White conseguiu uma influência que suplantou a de Draper, através da Universidade de Cornell que ele mesmo fundou…

Bem certo que, no contexto português, poderemos somar a esta história posterior à revolução francesa, a criação de uma ambiência defensora de um obscurantismo cristão que tem como momento de maior corolário o período pombalino e a sua campanha negra contra a Igreja, em geral, e os jesuítas, em particular.

Henrique Leitão, prémio Pessoa em 2014, em conferência proferida em Aveiro, em 2019[3], contou que o Marquês de Pombal, para poder desenvolver a sua campanha de perseguição aos Jesuítas, ordenou que fossem destruídos os inúmeros azulejos que, nas paredes da Universidade de Évora, apresentavam os diversos passos do tratado da Esfera e outros tratados astronómicos, pois não era enquadrável com a sua tese de que a Igreja era obscurantista, a existência de tais painéis, numa universidade coordenada por Jesuítas…

Estávamos na segunda metade do século XVIII:

Em inícios do século XXI, já com a experiência de desencontros que nos deveriam ter acordado para o dever de servir a verdade, sem pré-conceitos nem entrincheiramentos, continua o Marquês de Pombal a mandar picar os azulejos com que se tornaria óbvia a nossa mentira? E quem tem na mão a picareta com que se executa a sua demanda?

O nosso intuito é promover o encontro.
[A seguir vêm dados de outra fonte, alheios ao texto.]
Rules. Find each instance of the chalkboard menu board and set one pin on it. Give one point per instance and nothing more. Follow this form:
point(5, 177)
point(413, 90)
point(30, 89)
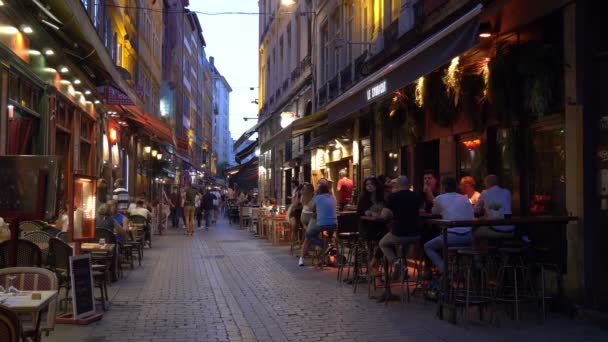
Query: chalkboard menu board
point(83, 301)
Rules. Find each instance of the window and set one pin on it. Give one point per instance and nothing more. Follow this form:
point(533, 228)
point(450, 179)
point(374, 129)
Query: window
point(548, 168)
point(288, 50)
point(395, 9)
point(281, 61)
point(96, 14)
point(324, 53)
point(350, 23)
point(337, 33)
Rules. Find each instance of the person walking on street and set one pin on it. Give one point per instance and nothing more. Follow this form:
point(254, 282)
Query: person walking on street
point(198, 210)
point(189, 199)
point(324, 205)
point(121, 196)
point(176, 207)
point(207, 204)
point(345, 190)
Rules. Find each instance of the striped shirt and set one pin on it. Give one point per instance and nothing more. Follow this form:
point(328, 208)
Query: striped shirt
point(121, 195)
Pousem-se, sobre a bancada, os martelos e picaretas e abramos, em conjunto, um ateliê de restauro. Os azulejos devem voltar a luzir e, com eles, a luz que não se faz, apenas, de razão iluminadora, pois qual lua, ela não é, ainda, a nascente e a fonte da luz: reflete-a, apenas. A autêntica demanda é a da verdade de que só, como lampejos, nos aproximamos, qual peregrinos…


Seb Falk, A Idade Média: a verdadeira idade das luzes, Lisboa, Bertrand Editora, 2021.

Umberto Eco, Construir o inimigo e outros escritos ocasionais, Lisboa, Gradiva, 2011.

Jorge Buescu, Da falsificação dos euros aos pequenos mundos, Lisboa, Gradiva, 2003.

Luís Filipe F. R. Thomaz, O drama de Magalhães e a volta ao mundo sem querer, Lisboa, Gradiva, 20192.

Tomás de Aquino, Suma de Teologia, Tomo I (Parte 1), Madrid, Biblioteca de Autores Cristianos, 2017.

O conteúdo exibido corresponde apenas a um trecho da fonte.